Here is my snippet for both of them
from google.colab.patches import cv2_imshow
import cv2
pt = '/content/content/DATA/testing_data/1/126056495_AO_BIZ-0000320943-Process_IP_Cheque_page-0001.jpg' #@param
img = cv2.imread(pt)
cv2_imshow(img)
and here is the other one
import matplotlib.image as mpimg
pt = '/content/content/DATA/testing_data/1/126056495_AO_BIZ-0000320943-Process_IP_Cheque_page-0001.jpg'
image = mpimg.imread(pt)
plt.imshow(image)
Now, the image in second case is inverted and image on my system is upright
What I am mostly afraid of is, if my ML model is consuming inverted image, that is probably messing with my accuracy. What could possibly be the reason to It and how do I fix it
(ps: I cannot share the pictures unfortunately, as they are confidential ) (Run on google colab) All the help is appreciated
Your picture is upside-down when you use one method for reading, and upright when you use the other method?
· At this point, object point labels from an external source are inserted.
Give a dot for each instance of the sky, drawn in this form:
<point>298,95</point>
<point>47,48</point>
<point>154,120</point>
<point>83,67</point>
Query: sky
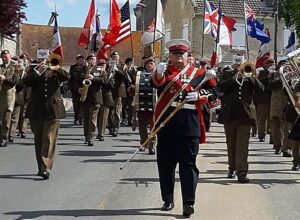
<point>72,13</point>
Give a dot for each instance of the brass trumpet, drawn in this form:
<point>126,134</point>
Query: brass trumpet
<point>247,69</point>
<point>84,90</point>
<point>54,61</point>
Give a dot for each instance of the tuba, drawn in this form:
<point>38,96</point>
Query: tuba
<point>247,69</point>
<point>289,74</point>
You use two different methods to read the image file:
cv.imread()
mpimg.imread()
They behave differently. OpenCV's imread()
respects file metadata and rotates the image as instructed. Mediapipe's function does not.
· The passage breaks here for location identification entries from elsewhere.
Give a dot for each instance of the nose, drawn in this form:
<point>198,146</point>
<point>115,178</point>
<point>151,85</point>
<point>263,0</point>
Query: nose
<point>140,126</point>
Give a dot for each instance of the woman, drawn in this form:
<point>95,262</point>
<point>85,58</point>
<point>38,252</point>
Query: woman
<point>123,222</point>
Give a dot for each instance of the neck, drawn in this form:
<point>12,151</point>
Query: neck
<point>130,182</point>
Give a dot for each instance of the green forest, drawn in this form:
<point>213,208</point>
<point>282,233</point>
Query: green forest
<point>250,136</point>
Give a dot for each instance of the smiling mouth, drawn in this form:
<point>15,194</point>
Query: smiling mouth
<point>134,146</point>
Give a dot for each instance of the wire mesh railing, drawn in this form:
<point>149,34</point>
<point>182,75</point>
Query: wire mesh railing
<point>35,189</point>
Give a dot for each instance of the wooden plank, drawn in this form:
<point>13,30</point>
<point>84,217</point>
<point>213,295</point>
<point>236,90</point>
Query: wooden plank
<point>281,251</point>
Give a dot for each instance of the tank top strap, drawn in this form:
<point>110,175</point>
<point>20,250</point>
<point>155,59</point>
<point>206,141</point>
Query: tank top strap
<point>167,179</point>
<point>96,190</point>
Solution: Stick to OpenCV's imread()
. Don't use Mediapipe's function.
The issue is not with matplotlib . When plt.imshow()
is called, it presents the image with an origin in the top left corner, ie the Y-axis grows downward. That corresponds to how cv.imshow()
behaves.
If your plot does have an Y-axis growing upwards, causing the image to stand upside-down, then you must have set this plot up in specific ways that aren't presented in your question.